I started the project in Jackson, but quickly ran into an issue: I got a last minute invite to photograph and attend Crankworx. Going to Crankworx wasn’t the problem, but the fact I was going to be absent from my home for two weeks made things difficult. Plus, it seemed silly not to shoot up in Whistler, Canada. I knew I’d connect with a lot of cool gals, and that seemed worth sharing. Plus, when I applied I said something like: “show a rad group of ladies on the trail” so I felt this technically fit the parameters. Better to ask for forgiveness than permission right?
In all seriousness, a lot of women are too intimidated to ride because they don’t see themselves reflected in what they perceived to be a “mountain biker.” How do we fix this? Female representation shouldn’t always have to be a big hooplah. Instead, it would be cool for lady shred to be a normal thing. That’s what I honestly love about Crankworx, there are so many incredible female mountain bikers shredding, competing, or working with bike brands that it almost feels normal. By saying this, I don’t want to undermine the issue, because it’s still there and we have a long way to go. However, when I look through these shots, I get excited. Photographed are the Juliana Free Agents, Kaylee Gibb (the shot that didn’t develop) and her six-year-old daughter Alora, the 17 gals who competed at the first ever Jump Jam, and lastly, Delilah and Claire—who I met at Crankworx and accidentally ran into in Wyoming.
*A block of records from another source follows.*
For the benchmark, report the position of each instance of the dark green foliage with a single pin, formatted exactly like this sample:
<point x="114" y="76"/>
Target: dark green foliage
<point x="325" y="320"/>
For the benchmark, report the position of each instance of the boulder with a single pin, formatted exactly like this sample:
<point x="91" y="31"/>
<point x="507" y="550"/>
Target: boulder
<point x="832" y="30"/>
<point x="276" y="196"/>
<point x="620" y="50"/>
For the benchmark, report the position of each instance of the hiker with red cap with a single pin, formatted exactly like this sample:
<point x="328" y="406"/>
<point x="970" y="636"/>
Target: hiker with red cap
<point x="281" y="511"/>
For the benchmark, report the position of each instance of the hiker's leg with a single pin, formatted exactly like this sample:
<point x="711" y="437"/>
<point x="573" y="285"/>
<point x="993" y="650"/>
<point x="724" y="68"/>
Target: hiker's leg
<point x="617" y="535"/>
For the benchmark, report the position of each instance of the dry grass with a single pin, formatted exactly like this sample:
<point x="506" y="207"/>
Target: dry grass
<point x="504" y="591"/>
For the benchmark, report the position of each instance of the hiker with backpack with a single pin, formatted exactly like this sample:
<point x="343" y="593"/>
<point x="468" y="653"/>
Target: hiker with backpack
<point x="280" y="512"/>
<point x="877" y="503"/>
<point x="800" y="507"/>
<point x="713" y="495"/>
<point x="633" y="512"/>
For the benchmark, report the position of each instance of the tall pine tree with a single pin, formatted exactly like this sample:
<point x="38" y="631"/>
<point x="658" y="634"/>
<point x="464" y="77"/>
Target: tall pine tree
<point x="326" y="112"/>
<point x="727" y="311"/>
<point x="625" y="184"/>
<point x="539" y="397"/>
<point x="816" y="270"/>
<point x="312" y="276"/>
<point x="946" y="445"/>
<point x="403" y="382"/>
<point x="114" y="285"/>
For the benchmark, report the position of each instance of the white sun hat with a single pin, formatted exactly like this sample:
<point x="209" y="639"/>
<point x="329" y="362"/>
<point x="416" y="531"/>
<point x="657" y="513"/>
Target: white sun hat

We then rode Teton pass the next morning, which was so RAD.
Seven shots left, I set out to race and shoot the Grand Targhee enduro, but had a minor snafu you could say. In Stage 2 I sent it over the handlebars and snapped my collarbone like a twig. Hours later staring at an ER ceiling I remembered about the camera and got really bummed. But, then I realized, my injury was actually part of the story. Getting hurt is an innate part of this sport. It sucks, but what has blown me away is how some of my friends genuinely went out their way to help. Ironically, the people who stepped up the most were the gals I had initially planned to shoot with. So in a convoluted way, things came full circle. I Love you Barbaras.